İsmi Rasim’di. Deli Rasim diyorlardı ona. Anlayamadığı insanlara halkın en çok taktığı lakaplardandı… “Kırık… Mecnun… Meczup… Deli…” Önceleri sık görüşüyorduk. Bir ithalat firmasında sürekli bir işe başladığım sonraki zaman diliminde görüşmelerimiz azalmış olsa da, en azından hafta sonları yanına uğrayarak halini hatırını sormayı ihmal etmemeye çalışıyordum. Çin’e, bir iş seyahati için gitmem gerektiğinde helalleşmek için yanına uğradım. Ömrümde ilk defa uçağa binecektim ve bu bende tarifsiz bir tedirginliğe sebep oluyordu. Anlattığımda;

- Kaç saat sürüyor ki bu yolculuk?

- Gidiş on saat, dönüş on iki saat.

- Neden? Dönüşte yorgun mu düşüyor uçak?

- Yok. Ben de merak ederek soruşturdum. Dünyanın dönüşüyle ilgili dediler. Giderken dünya bize doğru döndüğü için daha çabuk gidiyormuşuz.

Arada öksürükle kesilen, uzun süreli bir kahkaha krizine girdi. Nihayetinde;

- Eğer öyleyse pilota söyleyin boşuna benzin harcamasın.

- Nasıl?

- Biraz daha yükseğe çıkarak rölanti de takılsın.
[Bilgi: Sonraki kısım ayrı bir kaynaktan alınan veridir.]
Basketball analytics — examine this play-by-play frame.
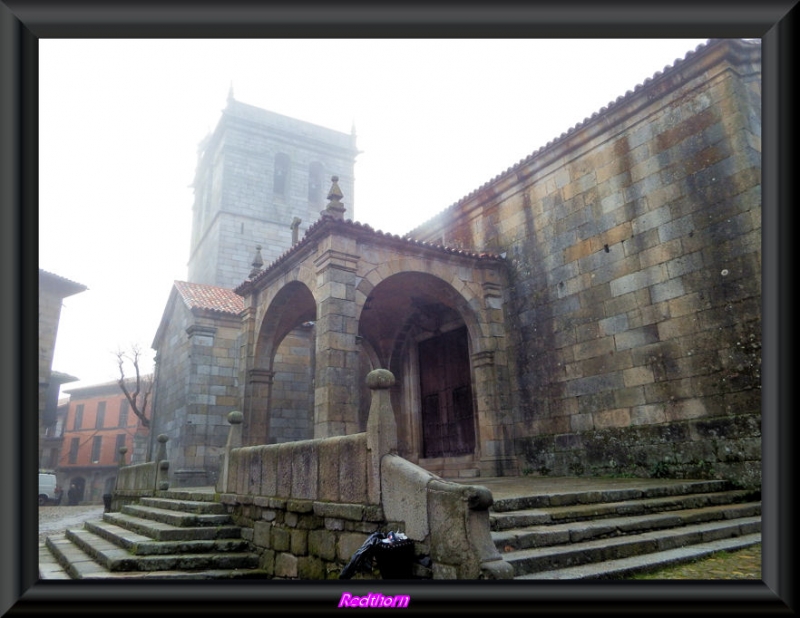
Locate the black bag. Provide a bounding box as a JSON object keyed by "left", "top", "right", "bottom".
{"left": 339, "top": 531, "right": 384, "bottom": 579}
{"left": 339, "top": 531, "right": 414, "bottom": 580}
{"left": 373, "top": 538, "right": 414, "bottom": 579}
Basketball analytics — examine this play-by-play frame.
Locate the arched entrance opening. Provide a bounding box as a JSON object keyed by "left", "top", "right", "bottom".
{"left": 248, "top": 281, "right": 317, "bottom": 445}
{"left": 358, "top": 272, "right": 481, "bottom": 472}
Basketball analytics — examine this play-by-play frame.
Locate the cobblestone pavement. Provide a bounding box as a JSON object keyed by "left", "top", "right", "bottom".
{"left": 38, "top": 504, "right": 104, "bottom": 546}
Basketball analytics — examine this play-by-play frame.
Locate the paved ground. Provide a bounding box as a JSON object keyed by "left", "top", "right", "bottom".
{"left": 38, "top": 503, "right": 104, "bottom": 546}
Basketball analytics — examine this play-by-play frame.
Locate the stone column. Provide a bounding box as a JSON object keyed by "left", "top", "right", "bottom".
{"left": 154, "top": 434, "right": 170, "bottom": 491}
{"left": 472, "top": 349, "right": 517, "bottom": 476}
{"left": 245, "top": 368, "right": 273, "bottom": 446}
{"left": 366, "top": 369, "right": 398, "bottom": 504}
{"left": 312, "top": 239, "right": 361, "bottom": 438}
{"left": 216, "top": 410, "right": 243, "bottom": 494}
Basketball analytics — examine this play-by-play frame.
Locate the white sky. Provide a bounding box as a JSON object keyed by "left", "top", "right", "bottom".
{"left": 38, "top": 38, "right": 712, "bottom": 393}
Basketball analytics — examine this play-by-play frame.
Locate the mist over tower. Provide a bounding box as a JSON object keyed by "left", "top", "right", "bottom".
{"left": 187, "top": 93, "right": 359, "bottom": 289}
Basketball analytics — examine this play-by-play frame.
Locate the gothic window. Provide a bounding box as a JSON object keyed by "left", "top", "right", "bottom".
{"left": 308, "top": 161, "right": 324, "bottom": 205}
{"left": 274, "top": 153, "right": 290, "bottom": 195}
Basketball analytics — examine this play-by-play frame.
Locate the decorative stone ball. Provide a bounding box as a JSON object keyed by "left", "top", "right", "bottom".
{"left": 157, "top": 434, "right": 169, "bottom": 443}
{"left": 228, "top": 410, "right": 244, "bottom": 424}
{"left": 366, "top": 368, "right": 395, "bottom": 390}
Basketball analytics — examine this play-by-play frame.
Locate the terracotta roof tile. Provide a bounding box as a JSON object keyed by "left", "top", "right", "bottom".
{"left": 174, "top": 281, "right": 244, "bottom": 314}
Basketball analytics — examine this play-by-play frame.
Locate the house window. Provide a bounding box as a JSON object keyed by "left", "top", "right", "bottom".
{"left": 119, "top": 399, "right": 129, "bottom": 427}
{"left": 274, "top": 153, "right": 290, "bottom": 195}
{"left": 91, "top": 436, "right": 102, "bottom": 463}
{"left": 68, "top": 437, "right": 79, "bottom": 464}
{"left": 73, "top": 404, "right": 84, "bottom": 430}
{"left": 95, "top": 401, "right": 106, "bottom": 429}
{"left": 115, "top": 433, "right": 126, "bottom": 458}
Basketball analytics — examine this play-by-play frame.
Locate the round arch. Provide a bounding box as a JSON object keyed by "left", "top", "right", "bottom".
{"left": 246, "top": 280, "right": 317, "bottom": 446}
{"left": 356, "top": 271, "right": 485, "bottom": 470}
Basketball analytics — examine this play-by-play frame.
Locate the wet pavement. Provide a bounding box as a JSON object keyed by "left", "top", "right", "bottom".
{"left": 38, "top": 504, "right": 104, "bottom": 546}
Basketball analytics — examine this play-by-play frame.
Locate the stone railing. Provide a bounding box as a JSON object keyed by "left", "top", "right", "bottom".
{"left": 217, "top": 368, "right": 512, "bottom": 579}
{"left": 111, "top": 433, "right": 170, "bottom": 511}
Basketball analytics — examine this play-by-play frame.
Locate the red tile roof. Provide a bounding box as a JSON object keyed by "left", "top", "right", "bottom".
{"left": 174, "top": 281, "right": 244, "bottom": 314}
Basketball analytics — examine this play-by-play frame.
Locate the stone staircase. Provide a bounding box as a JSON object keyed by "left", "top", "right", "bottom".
{"left": 40, "top": 479, "right": 761, "bottom": 581}
{"left": 489, "top": 479, "right": 761, "bottom": 579}
{"left": 39, "top": 489, "right": 268, "bottom": 580}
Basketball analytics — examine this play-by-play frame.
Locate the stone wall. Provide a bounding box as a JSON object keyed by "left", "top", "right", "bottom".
{"left": 408, "top": 39, "right": 762, "bottom": 488}
{"left": 220, "top": 433, "right": 387, "bottom": 579}
{"left": 218, "top": 370, "right": 511, "bottom": 579}
{"left": 151, "top": 295, "right": 242, "bottom": 487}
{"left": 269, "top": 326, "right": 315, "bottom": 443}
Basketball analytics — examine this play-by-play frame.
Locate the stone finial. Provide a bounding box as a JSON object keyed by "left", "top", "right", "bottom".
{"left": 291, "top": 217, "right": 302, "bottom": 245}
{"left": 249, "top": 245, "right": 264, "bottom": 278}
{"left": 322, "top": 175, "right": 346, "bottom": 220}
{"left": 227, "top": 82, "right": 235, "bottom": 104}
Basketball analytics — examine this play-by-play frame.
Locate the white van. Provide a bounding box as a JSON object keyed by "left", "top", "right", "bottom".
{"left": 38, "top": 472, "right": 62, "bottom": 506}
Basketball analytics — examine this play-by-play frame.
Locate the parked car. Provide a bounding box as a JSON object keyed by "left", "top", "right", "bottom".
{"left": 38, "top": 472, "right": 62, "bottom": 506}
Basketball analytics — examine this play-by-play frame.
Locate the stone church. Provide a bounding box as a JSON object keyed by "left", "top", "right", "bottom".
{"left": 150, "top": 38, "right": 762, "bottom": 491}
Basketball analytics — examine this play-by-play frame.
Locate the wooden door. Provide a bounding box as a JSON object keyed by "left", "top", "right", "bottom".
{"left": 418, "top": 326, "right": 475, "bottom": 457}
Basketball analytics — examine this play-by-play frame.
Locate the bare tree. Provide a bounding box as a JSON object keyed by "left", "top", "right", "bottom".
{"left": 115, "top": 345, "right": 153, "bottom": 428}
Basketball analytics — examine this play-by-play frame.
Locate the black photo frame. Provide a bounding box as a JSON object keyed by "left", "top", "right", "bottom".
{"left": 2, "top": 2, "right": 795, "bottom": 615}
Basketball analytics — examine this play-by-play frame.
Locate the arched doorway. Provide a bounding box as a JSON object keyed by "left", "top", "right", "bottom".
{"left": 358, "top": 272, "right": 481, "bottom": 471}
{"left": 418, "top": 325, "right": 475, "bottom": 458}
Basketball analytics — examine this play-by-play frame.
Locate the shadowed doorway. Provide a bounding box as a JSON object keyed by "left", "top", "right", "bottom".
{"left": 418, "top": 326, "right": 476, "bottom": 458}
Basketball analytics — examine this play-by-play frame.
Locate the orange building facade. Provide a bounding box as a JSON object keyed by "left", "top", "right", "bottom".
{"left": 58, "top": 379, "right": 149, "bottom": 505}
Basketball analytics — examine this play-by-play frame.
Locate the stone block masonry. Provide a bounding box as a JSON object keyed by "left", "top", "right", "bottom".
{"left": 218, "top": 370, "right": 511, "bottom": 579}
{"left": 409, "top": 40, "right": 762, "bottom": 489}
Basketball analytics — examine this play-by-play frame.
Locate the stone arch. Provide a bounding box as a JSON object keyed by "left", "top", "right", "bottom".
{"left": 356, "top": 270, "right": 491, "bottom": 474}
{"left": 245, "top": 280, "right": 317, "bottom": 445}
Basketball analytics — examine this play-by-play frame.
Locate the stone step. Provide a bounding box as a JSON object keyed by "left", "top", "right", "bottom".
{"left": 519, "top": 532, "right": 762, "bottom": 580}
{"left": 157, "top": 488, "right": 218, "bottom": 502}
{"left": 54, "top": 528, "right": 260, "bottom": 573}
{"left": 41, "top": 534, "right": 267, "bottom": 580}
{"left": 119, "top": 503, "right": 233, "bottom": 528}
{"left": 102, "top": 511, "right": 242, "bottom": 541}
{"left": 139, "top": 496, "right": 227, "bottom": 515}
{"left": 491, "top": 489, "right": 757, "bottom": 530}
{"left": 501, "top": 516, "right": 761, "bottom": 577}
{"left": 491, "top": 479, "right": 744, "bottom": 512}
{"left": 492, "top": 499, "right": 761, "bottom": 546}
{"left": 84, "top": 519, "right": 251, "bottom": 555}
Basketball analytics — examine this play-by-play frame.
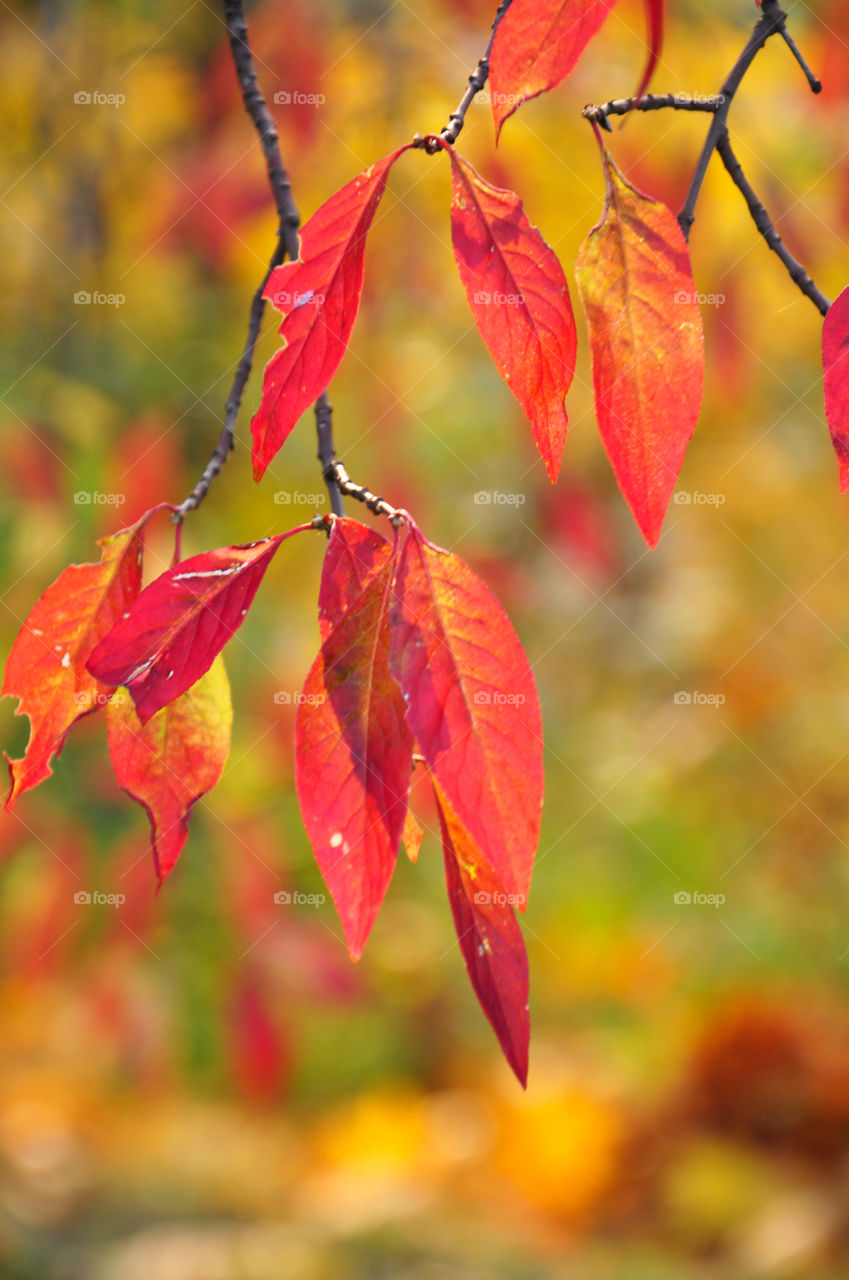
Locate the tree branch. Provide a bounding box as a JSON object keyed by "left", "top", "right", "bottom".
{"left": 176, "top": 0, "right": 343, "bottom": 521}
{"left": 423, "top": 0, "right": 514, "bottom": 153}
{"left": 583, "top": 92, "right": 723, "bottom": 130}
{"left": 715, "top": 131, "right": 830, "bottom": 315}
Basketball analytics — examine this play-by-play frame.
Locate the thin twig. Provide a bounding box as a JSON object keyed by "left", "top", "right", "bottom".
{"left": 583, "top": 93, "right": 723, "bottom": 131}
{"left": 324, "top": 461, "right": 403, "bottom": 521}
{"left": 315, "top": 394, "right": 344, "bottom": 517}
{"left": 677, "top": 0, "right": 787, "bottom": 238}
{"left": 176, "top": 0, "right": 343, "bottom": 520}
{"left": 424, "top": 0, "right": 514, "bottom": 153}
{"left": 715, "top": 131, "right": 830, "bottom": 315}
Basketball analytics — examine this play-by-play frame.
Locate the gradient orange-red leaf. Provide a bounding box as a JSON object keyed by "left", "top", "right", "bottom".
{"left": 251, "top": 147, "right": 410, "bottom": 479}
{"left": 402, "top": 808, "right": 424, "bottom": 864}
{"left": 635, "top": 0, "right": 664, "bottom": 102}
{"left": 434, "top": 781, "right": 529, "bottom": 1087}
{"left": 106, "top": 655, "right": 232, "bottom": 883}
{"left": 389, "top": 522, "right": 542, "bottom": 903}
{"left": 88, "top": 537, "right": 288, "bottom": 725}
{"left": 3, "top": 517, "right": 146, "bottom": 808}
{"left": 449, "top": 150, "right": 576, "bottom": 482}
{"left": 576, "top": 153, "right": 704, "bottom": 546}
{"left": 317, "top": 518, "right": 392, "bottom": 642}
{"left": 822, "top": 284, "right": 849, "bottom": 492}
{"left": 295, "top": 542, "right": 412, "bottom": 959}
{"left": 489, "top": 0, "right": 616, "bottom": 142}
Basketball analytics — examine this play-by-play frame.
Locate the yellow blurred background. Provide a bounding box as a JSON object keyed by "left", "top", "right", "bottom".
{"left": 4, "top": 0, "right": 849, "bottom": 1276}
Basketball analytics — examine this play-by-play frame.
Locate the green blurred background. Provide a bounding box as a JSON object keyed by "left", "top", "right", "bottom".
{"left": 4, "top": 0, "right": 849, "bottom": 1276}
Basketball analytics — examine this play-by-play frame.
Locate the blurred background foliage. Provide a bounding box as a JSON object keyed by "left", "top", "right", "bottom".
{"left": 4, "top": 0, "right": 849, "bottom": 1275}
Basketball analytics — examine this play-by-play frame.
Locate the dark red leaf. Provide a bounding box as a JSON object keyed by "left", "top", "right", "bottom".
{"left": 295, "top": 534, "right": 412, "bottom": 958}
{"left": 435, "top": 781, "right": 530, "bottom": 1087}
{"left": 318, "top": 518, "right": 392, "bottom": 642}
{"left": 389, "top": 521, "right": 542, "bottom": 903}
{"left": 448, "top": 150, "right": 576, "bottom": 482}
{"left": 251, "top": 147, "right": 410, "bottom": 479}
{"left": 88, "top": 537, "right": 286, "bottom": 724}
{"left": 822, "top": 284, "right": 849, "bottom": 492}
Nasıl olsa Çin, kendi kendine gelir zaten.

Düzgün bir araştırma yaptığımda bu zaman farkının dünyanın dönüşüyle alakasının olmadığını, ters rüzgâr akımları sebebiyle oluştuğunu öğrenmiştim.

- Takım kurulmuş. Anlaşılan bir ben eksikmişim, dedi Rasim.

- Sensiz olur mu hiç, dedi Çorali. Burun kıvırarak. Kendinden rol çaldığını düşündüğü Deli Rasim’le pek anlaşamıyorlardı.

Rasim, cevap vermeye hazırlanırken;

- Başlamayın yine, dedi Abdürrahim. Daha önemli meselelerimiz var.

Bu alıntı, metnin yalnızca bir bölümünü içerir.